Enterprise Ireland, now chaired by former KPMG boss Terence O'Rourke, who replaced Hugh Cooney last year, is responsible for helping export focused businesses with grants or financial support.

"It's safe to say that we have pretty robust processes in place with regard to technical and commercial assessments for all start-up investments to the extent that a lot of Irish VC investors in Irish start-ups will only agree to invest subject to Enterprise Ireland support," according to a spokesman. "Seed investments are inherently risky."

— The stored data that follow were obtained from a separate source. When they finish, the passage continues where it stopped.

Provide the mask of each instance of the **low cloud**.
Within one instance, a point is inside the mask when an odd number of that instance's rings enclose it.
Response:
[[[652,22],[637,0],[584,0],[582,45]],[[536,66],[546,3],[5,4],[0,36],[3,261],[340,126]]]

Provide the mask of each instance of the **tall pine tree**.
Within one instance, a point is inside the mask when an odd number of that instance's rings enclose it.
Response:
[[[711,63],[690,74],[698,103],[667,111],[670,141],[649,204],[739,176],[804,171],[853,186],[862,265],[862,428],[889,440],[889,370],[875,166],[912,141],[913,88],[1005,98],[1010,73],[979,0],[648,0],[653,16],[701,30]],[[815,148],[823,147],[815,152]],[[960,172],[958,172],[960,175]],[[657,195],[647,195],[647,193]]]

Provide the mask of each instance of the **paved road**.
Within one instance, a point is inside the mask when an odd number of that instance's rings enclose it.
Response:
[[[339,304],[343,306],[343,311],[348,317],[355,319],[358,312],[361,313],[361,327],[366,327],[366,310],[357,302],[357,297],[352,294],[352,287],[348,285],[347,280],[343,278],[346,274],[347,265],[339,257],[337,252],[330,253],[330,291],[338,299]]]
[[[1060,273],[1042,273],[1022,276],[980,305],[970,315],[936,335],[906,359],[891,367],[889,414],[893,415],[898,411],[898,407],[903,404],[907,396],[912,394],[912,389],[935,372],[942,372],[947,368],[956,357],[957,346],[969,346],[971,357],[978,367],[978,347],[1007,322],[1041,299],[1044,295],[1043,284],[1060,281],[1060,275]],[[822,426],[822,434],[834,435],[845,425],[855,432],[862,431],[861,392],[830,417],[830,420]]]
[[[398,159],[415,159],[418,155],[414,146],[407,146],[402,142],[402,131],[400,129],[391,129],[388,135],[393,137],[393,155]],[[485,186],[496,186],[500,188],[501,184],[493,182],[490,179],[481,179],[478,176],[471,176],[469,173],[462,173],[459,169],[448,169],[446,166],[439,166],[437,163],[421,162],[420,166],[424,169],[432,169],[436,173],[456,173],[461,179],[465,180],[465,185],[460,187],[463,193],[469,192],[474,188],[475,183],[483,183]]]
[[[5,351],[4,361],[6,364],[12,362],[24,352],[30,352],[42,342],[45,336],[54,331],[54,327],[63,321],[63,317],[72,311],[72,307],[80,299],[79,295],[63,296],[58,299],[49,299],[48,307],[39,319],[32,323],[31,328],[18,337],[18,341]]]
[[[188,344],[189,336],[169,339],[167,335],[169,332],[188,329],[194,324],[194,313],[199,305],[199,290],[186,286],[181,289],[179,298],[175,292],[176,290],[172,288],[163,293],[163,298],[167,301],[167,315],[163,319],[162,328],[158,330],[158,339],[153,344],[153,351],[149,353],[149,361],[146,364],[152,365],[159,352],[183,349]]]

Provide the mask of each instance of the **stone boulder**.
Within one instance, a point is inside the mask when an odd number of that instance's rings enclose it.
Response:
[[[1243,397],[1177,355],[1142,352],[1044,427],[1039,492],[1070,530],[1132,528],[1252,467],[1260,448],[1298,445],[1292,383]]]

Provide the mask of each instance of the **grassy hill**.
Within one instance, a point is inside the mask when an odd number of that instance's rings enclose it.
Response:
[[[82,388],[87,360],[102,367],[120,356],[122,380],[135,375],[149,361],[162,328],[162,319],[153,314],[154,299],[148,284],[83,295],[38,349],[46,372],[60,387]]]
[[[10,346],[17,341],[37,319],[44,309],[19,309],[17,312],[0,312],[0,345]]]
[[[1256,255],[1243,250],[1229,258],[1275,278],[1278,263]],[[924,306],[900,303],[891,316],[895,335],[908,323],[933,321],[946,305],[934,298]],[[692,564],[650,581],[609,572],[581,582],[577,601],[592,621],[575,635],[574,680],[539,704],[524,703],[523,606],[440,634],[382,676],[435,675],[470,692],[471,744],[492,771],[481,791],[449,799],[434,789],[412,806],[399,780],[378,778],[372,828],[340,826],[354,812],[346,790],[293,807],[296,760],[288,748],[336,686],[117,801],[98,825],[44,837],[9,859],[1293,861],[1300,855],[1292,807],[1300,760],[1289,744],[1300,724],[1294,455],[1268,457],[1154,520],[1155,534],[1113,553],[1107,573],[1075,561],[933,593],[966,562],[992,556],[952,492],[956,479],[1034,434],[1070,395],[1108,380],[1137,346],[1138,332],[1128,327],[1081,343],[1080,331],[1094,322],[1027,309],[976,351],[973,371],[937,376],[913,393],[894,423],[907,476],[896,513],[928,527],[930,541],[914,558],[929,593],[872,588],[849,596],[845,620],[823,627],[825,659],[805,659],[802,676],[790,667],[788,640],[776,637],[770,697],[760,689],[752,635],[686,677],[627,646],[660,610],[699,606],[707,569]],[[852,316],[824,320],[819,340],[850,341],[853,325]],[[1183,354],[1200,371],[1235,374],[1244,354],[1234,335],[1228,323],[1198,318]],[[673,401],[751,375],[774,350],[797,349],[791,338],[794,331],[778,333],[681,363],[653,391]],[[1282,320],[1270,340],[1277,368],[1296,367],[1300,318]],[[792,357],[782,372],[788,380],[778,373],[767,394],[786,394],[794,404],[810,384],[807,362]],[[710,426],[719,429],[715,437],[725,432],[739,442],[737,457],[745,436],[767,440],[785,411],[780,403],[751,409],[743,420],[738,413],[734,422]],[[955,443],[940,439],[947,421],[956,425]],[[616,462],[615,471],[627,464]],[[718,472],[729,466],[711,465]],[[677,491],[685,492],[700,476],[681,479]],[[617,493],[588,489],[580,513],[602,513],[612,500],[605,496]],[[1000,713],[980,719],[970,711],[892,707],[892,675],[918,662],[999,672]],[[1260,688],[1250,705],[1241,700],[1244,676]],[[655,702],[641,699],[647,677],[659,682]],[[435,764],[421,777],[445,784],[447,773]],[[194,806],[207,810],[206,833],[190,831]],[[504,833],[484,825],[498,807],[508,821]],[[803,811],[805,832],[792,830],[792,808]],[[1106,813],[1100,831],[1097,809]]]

Medical textile firm Beo Care Ltd went into liquidation in April 2009, with Enterprise Ireland taking a hit of €1.47m on its equity stake, preference shares and dividends due from the company. "Liquidator confirmed no funds," the documents note. Another investment of €1.15m in Fastnet Line Operators Ltd also soured, with a receiver appointed last February. "Receiver confirmed no funds," the documents add. Another €690,000 worth of shares in Myguidetravel was also wiped out, with other large sums written off in businesses ranging from seafood companies to advertising and software groups.

Grants were also torched by the collapse of Enterprise Ireland client companies. This included €982,473 for Shannon Minerals, which saw a liquidator appointed in October 2010. A grant of €390,000 to Ntera was written off, with another €300,000 grant to Pharma Plaz also wiped out.

The documents also note that Enterprise Ireland was unable to recover grants of €262,388 paid to a clothing firm and a textile company in the 1990s. "Following an extensive search it was not possible to locate any documentation that suggests that the company was requested to make this payment in the last six years and therefore the debt has become statute barred."

Enterprise Ireland recover- ed just €1.04m from various investments in 2012, with €666,000 being returned from medical device group Zerusa, which was bought by Nasdaq-listed Vascular Systems at the end of 2011. A grant of €251,000 was recovered from Castlemahon Food Products, which went into liquidation in 2006.

Enterprise Ireland supported companies now, directly or indirectly account for more than 300,000 jobs in the Irish economy, representing 16 percent of the entire workforce. Last year, Enterprise Ireland- supported firms created a net 5,442 new jobs, which it described as "the highest net gain for Irish companies in the last decade". Latest figures from the quango show that the cost per job was €12,597 in 2012 -- almost three times the level of 2000 to 2006.

The state body is a very expensive operation to run. It received almost €293m in exchequer funding in 2012, paying out €186m in grants and other supports to Irish companies. The quango also racked up €86.2m in costs associated with its "administration, operation and promotion". This includes over €61m in pay and €4.2m in travel expenses.